Even my most popular video on YouTube "How To...Create a Basic Gantt Chart in Excel 2010" (730,757 lifetime views) has only a 69% audience retention rate (av­er­age per­cent­age of a video your audi­ence watches per view) - this means not everybody is watching to the end. Below is a Google Analytics chart showing that the average retention rate for all my videos is just 49% (figures only available from Sept 1st 2012):


Recognise any of the following?

  • The phone rings, we stop what we are doing and answer it
  • Same for text message or other alerts
  • You get an email alert - again you stop what you were doing to see who it is (I've turned mine off)
  • You check Facebook/Twitter/Google+ in the middle of a task
  • Somebody knocks on your office door - you let them in

If you are watching an instructional video or an online seminar - you can always pause and come back - but do you come back?

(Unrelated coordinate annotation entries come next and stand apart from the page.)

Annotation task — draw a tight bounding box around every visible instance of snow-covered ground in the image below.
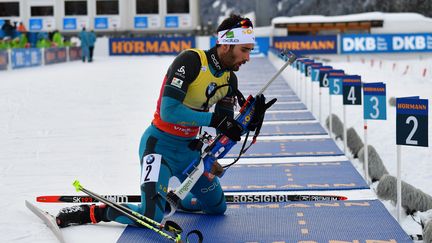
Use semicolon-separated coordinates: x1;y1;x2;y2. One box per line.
0;52;432;243
274;51;432;239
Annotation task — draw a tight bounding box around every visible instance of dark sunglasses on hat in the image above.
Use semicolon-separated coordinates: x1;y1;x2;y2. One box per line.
221;18;253;37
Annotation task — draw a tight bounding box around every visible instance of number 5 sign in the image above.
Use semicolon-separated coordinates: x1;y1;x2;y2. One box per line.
396;96;428;147
363;83;387;120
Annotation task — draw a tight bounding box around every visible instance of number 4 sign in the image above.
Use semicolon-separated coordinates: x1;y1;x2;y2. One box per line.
363;83;387;120
342;75;362;105
396;96;428;147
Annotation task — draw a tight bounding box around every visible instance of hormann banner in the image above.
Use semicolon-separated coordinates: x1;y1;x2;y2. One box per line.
109;37;195;56
341;33;432;54
273;35;337;54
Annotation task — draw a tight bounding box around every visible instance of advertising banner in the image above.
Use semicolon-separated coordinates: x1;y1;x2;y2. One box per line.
11;48;42;69
273;35;337;55
45;47;67;65
109;37;195;56
69;46;81;61
341;33;432;54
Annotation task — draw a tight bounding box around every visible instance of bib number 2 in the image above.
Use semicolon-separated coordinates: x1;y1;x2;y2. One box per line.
141;154;162;184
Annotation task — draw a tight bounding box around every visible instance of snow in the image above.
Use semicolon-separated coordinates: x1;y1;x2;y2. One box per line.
272;12;432;24
0;52;432;243
275;51;432;239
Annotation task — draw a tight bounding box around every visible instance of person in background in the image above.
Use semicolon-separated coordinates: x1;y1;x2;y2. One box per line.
36;32;51;48
2;19;15;38
78;27;90;62
88;30;96;62
0;36;12;50
52;30;64;47
17;22;27;33
56;15;275;227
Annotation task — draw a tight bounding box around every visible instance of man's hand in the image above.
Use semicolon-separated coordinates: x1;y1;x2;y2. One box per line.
210;113;243;141
207;161;224;180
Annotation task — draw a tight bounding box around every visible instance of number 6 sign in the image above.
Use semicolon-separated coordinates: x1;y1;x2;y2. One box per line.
396;96;428;147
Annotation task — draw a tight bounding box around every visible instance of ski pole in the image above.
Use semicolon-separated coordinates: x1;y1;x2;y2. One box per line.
73;180;182;243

Elliott Masie has some good suggestions to help overcome this such as setting markers where a learner has left off, or creating a reminder list to continue. I see students in class all the time checking material online, or checking their (silent) phones. If they were paying attention in my lecture they have just interrupted this learning. I think this is just something we all have got to live with. Only a few short years ago I insisted on screens being turned away in class and no mobile phones allowed - now I don't. For learners, handling these interruptions will be a challenge - any technology (as Masie suggests) would be great to help and encourage us all to complete our learning.